Multifield, temperature and concentration dependence of spin relaxation and local motion in 2,2-propane diyl-bis(4-hydroxyphenyl) polyformal

Abstract

13C and proton spin-lattice relaxation data were determined as a function of field, temperature and concentration for 2,2-propane diyl-bis(4-hydroxyphenyl) polyformal in C 2D 2Cl 4. The concentration of polymer was varied from a few per cent by weight up to the bulk rubber and temperature was varied from −20°C to +120°C. The relaxation data is interpreted in terms of several local motions including segmental motion, phenylene group rotation, methyl group rotation and formal group rotation. Segmental motion is described by a correlation function developed by Hall and Helfand which allows for cooperative and single bond transitions. The phenylene group rotation is described by the Woessner anisotropic stochastic diffusion model except at high concentration (⩾50 wt%) where the phenylene data is simulated by restricted rotation. Methyl group rotation is described by the Woessner three fold jump model, and the formal group rotation is described by double trans-gauche rotations about the C-O axes. At a concentration of 5 wt%, the time scale of segmental motion is slightly slower than in bisphenol-A-polycarbonate.
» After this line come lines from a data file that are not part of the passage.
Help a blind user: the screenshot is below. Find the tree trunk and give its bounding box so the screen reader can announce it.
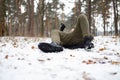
[102,6,106,36]
[31,0,34,36]
[27,0,34,36]
[55,13,58,29]
[78,0,81,14]
[74,0,77,17]
[9,19,12,36]
[39,0,45,37]
[28,0,31,36]
[16,0,21,36]
[103,15,106,35]
[102,0,107,36]
[113,0,118,36]
[88,0,91,33]
[45,11,49,37]
[0,0,6,36]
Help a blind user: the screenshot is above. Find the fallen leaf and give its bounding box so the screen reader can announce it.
[24,38,28,41]
[13,42,16,46]
[99,47,106,51]
[13,42,18,48]
[112,49,115,51]
[103,56,108,60]
[38,59,45,62]
[99,61,106,64]
[105,41,109,43]
[2,44,6,47]
[111,61,120,65]
[87,60,96,64]
[31,46,35,49]
[47,58,51,61]
[14,67,17,69]
[18,58,25,60]
[82,60,96,64]
[110,72,117,75]
[28,63,32,65]
[82,60,86,63]
[5,55,8,59]
[70,54,75,57]
[18,58,20,60]
[115,43,117,45]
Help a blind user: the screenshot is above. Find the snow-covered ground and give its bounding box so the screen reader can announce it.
[0,36,120,80]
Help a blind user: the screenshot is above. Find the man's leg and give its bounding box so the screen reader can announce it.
[38,29,63,53]
[74,14,90,37]
[51,30,61,45]
[73,14,94,49]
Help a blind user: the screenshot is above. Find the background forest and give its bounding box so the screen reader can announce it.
[0,1,120,80]
[0,0,120,37]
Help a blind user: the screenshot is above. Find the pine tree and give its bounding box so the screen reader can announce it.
[0,0,6,36]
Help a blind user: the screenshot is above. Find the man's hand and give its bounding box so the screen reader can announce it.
[60,23,66,31]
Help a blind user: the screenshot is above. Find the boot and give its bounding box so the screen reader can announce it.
[38,42,63,53]
[60,23,66,31]
[84,36,94,50]
[84,42,94,50]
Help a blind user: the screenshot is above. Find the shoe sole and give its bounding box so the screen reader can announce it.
[38,43,63,53]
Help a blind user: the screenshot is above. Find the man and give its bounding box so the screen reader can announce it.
[38,14,94,52]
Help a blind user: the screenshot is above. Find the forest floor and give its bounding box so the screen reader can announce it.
[0,36,120,80]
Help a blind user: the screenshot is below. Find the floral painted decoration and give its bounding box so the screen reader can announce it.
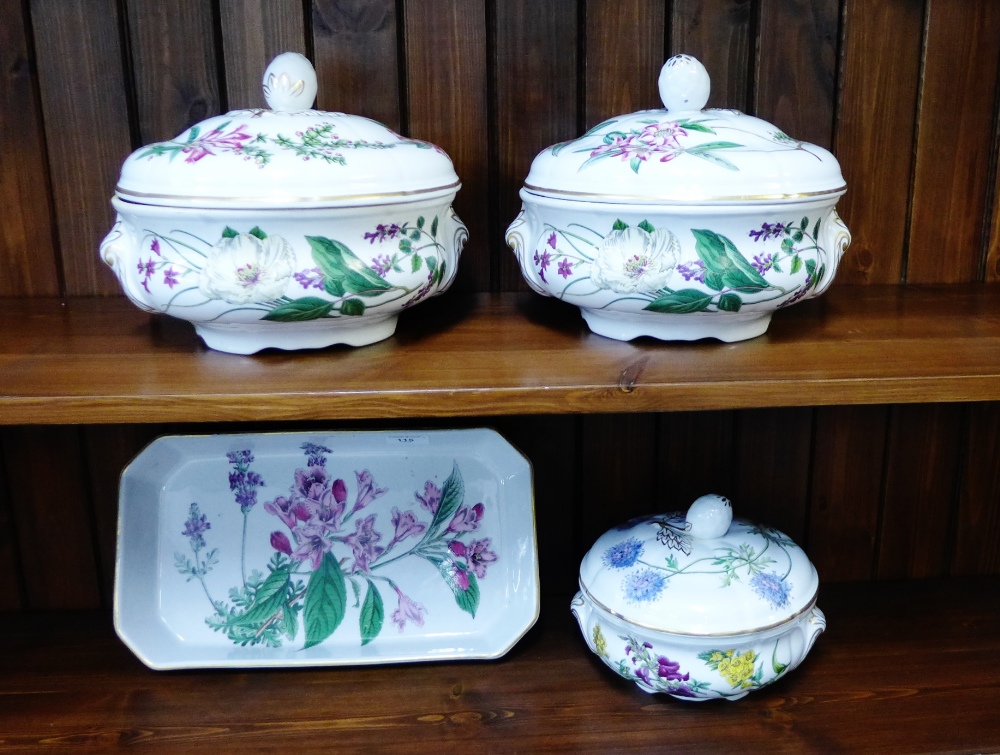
[175,444,497,649]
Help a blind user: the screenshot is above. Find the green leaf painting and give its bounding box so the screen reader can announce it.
[307,236,394,298]
[262,297,334,322]
[304,552,348,649]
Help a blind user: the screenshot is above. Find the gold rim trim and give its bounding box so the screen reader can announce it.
[116,180,461,206]
[578,580,819,638]
[523,183,846,204]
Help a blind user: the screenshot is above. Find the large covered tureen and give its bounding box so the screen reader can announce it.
[101,53,467,354]
[572,495,825,700]
[507,55,850,342]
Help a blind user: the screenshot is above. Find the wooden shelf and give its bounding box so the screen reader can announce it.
[1,284,998,425]
[2,579,997,753]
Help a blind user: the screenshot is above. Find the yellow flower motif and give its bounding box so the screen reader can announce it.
[719,649,757,688]
[593,624,608,658]
[709,651,725,663]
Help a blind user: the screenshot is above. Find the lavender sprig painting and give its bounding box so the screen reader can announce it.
[174,442,497,650]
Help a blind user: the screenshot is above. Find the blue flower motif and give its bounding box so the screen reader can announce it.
[623,568,666,603]
[750,571,792,609]
[604,537,644,568]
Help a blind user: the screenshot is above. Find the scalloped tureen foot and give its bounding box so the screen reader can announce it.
[581,308,771,343]
[194,314,398,355]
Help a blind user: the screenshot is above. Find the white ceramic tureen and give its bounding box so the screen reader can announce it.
[572,494,825,700]
[101,53,467,354]
[507,55,850,342]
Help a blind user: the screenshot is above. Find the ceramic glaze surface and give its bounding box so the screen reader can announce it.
[114,429,538,669]
[572,495,825,700]
[507,54,850,343]
[101,53,466,353]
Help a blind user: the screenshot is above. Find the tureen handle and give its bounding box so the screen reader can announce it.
[807,209,851,299]
[685,494,733,539]
[100,216,157,313]
[658,55,710,113]
[263,52,318,112]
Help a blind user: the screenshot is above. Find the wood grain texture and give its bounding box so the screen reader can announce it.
[29,0,132,296]
[219,0,308,110]
[754,0,839,150]
[584,0,665,126]
[657,410,737,509]
[404,0,490,292]
[906,0,1000,284]
[833,0,923,285]
[1,285,1000,425]
[0,427,101,609]
[735,407,813,544]
[807,405,888,582]
[2,580,1000,753]
[125,0,221,144]
[494,0,578,291]
[988,148,1000,282]
[670,0,752,110]
[876,403,962,580]
[0,0,59,297]
[311,0,401,130]
[952,403,1000,575]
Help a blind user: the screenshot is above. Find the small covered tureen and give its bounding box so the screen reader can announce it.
[507,55,850,342]
[572,495,825,700]
[101,53,467,354]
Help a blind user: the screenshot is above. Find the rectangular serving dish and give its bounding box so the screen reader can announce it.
[114,428,537,669]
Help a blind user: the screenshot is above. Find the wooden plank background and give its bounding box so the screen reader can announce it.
[1,0,998,610]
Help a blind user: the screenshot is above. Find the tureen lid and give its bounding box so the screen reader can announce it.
[115,53,460,209]
[524,55,845,205]
[579,494,819,636]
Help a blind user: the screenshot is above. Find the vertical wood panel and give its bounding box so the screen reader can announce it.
[0,0,59,297]
[31,0,132,296]
[2,428,101,609]
[578,415,658,556]
[670,0,752,111]
[584,0,665,126]
[952,403,1000,575]
[657,410,736,510]
[125,0,221,144]
[311,0,401,130]
[877,404,962,580]
[833,0,923,285]
[755,0,839,150]
[807,406,888,582]
[220,0,308,110]
[404,0,490,293]
[735,407,813,544]
[906,1,1000,284]
[494,0,578,292]
[984,99,1000,284]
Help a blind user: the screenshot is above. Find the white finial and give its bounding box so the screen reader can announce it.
[263,52,317,112]
[658,54,710,113]
[686,494,733,539]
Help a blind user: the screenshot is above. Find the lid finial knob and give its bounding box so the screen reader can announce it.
[686,494,733,539]
[263,52,318,112]
[658,54,710,113]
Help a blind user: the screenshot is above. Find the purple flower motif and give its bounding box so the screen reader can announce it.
[391,586,426,632]
[623,568,667,603]
[603,537,643,569]
[344,514,385,573]
[182,123,254,163]
[557,258,574,279]
[270,530,292,555]
[465,538,497,579]
[533,250,552,283]
[364,223,402,244]
[227,449,263,512]
[448,502,484,533]
[752,253,774,275]
[547,232,557,249]
[291,529,335,570]
[181,503,210,549]
[294,268,325,290]
[163,268,179,288]
[677,260,706,283]
[657,655,690,683]
[264,495,297,529]
[350,470,387,515]
[301,442,331,467]
[750,571,792,609]
[749,221,787,242]
[151,238,161,256]
[389,507,426,547]
[416,481,442,514]
[371,254,393,277]
[294,465,329,503]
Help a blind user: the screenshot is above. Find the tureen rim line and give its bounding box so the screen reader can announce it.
[577,579,820,638]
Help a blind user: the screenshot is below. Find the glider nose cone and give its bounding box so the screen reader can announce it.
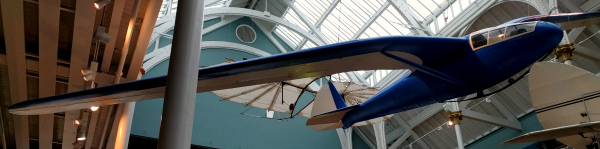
[536,21,564,41]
However, the time scales of phenylene group and methyl group rotations are nearly identical for both polymers. A comparison is also made with chloral polyformal, another similar polyformal. The effect of concentration on local motion was monitored by 13C spin-lattice relaxation measurements at three Larmor frequencies over the range of 5 to 100 wt% polymer at a temperature 40°C above the glass transition of this polyformal. The rate of local chain motion decreases as the concentration of polymer increases with the exception of methyl group rotation which remains constant. The correlation times for several local backbone motions are fit to free volume theory which yields a fractional free volume of 0.38 for the solvent (C 2D 2Cl 4) and 0.28 for the polymer.